И Тээле грустно плелась домой. Она вообще в последнее время как-то притихла. В школе тоже все это заметили, девочки перешептывались между собой:
– У Тээле жених заболел, оттого она и ходит такая печальная.
Из ребят только Тыниссон да Тээле и навещали Арно. Кистер всем строго-настрого запретил ходить на хутор Сааре: бог знает, может быть, у Тали какая-нибудь заразная болезнь. Но, несмотря на это, Тээле бывала на хуторе каждый день, несколько раз заходил и Тыниссон.
На шестой день Арно начал кашлять. Сперва кашель был не особенно резкий, но мучил он больного беспрестанно. Щеки у Арно стали багровыми и запылали от жара.
Снова приехал доктор и сказал, что надо опасаться воспаления легких. Он прописал новое лекарство, какие-то крепко пахнувшие камфарой порошки, и объяснил, как ухаживать за больным.
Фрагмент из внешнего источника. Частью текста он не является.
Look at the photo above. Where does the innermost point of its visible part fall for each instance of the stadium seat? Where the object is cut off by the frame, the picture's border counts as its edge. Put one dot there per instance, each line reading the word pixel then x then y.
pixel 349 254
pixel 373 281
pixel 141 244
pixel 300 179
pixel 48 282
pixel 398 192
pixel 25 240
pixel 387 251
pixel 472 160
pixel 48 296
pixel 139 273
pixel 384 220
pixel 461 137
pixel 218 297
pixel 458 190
Для матери настали теперь трудные дни, трудные ночи. Сынок ее был между жизнью и смертью. По ночам он бредил, звал Тыниссона, Тээле, Либле, вспоминал о каком-то плоте, который утопили в реке…
Мать Арно сидит у постели сына. Она задумалась, взгляд ее блуждает где-то далеко. Перед ее мысленным взором вереницей проходят картины прошлого. И все, все они как-то связаны с ее сыном. День, когда он родился… Осень, пасмурно… Моросит дождик.
Первые дни его жизни… Крестины… Старухи тогда говорили: «Ничего, из этого мальчугана будет толк, слышь, как орет, только держись».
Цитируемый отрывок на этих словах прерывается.